Munich police chief Werner Feiler also assured visitors that "we have no indication of a concrete danger."

"Go out, have a good time, celebrate - but please pay attention to the normal rules," he said.

The city has hired twice as many security guards as last year to ensure security, while an additional 100 police officers will be present in and around the festival.

And for the first time in its almost 200-year history, the festival area will be completely fenced in. Authorities say that the fence can be dismantled in less than a minute in the event of mass panic or overcrowding. 

Big bags and rucksacks are also prohibited on festival grounds this year. In addition there will be tighter controls at the gates to ensure that people stick to this rule.

Any bags that have a volume larger than three litres will not be allowed in. But they can be handed in outside the grounds once they have gone through a check of their contents, Schmid stated.

"The best solution is to not bring these things at all," he said. 

There have been heightened security concerns ever since three attacks happened in the space of a week in July, two of which were claimed by terror group Isis.

In one attack an 18-year-old Iranian-German killed nine people and himself and wounded dozens more in a shooting spree at a busy Munich shopping centre on a Friday evening.

The Monday before, a 17-year-old Afghan refugee wounded five people with an axe on a train near the Bavarian town of Würzburg, but was shot dead later by police.

On the following Sunday a 27-year-old Syrian migrant set off an explosion at a bar in thenearby town of Ansbach, killing himself and wounding over a dozen others.

The prospect of a terror attack is not a new one this year, especially given that the beloved folk fest was already the site of an attack in 1980.

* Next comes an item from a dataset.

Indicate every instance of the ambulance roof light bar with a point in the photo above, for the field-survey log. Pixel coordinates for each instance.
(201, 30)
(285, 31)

That year, a right-wing extremist planted a bomb that killed 12 people and himself, as well as injuring more than 200.

Despite the increased risk, politicians, comedians, and other celebrities have called on people to come to the festival, reasoning that staying away would play into the hands of terrorists and criminals.

And it seems as though beer lovers aren't afraid of another attack: the speaker of the Oktoberfest innkeepers, Toni Roiderer, said there hadn’t been any more cancellations of reserved tables than usual.

“We’re not going to let a bunch of crazy people bring down our high spirits,” he said.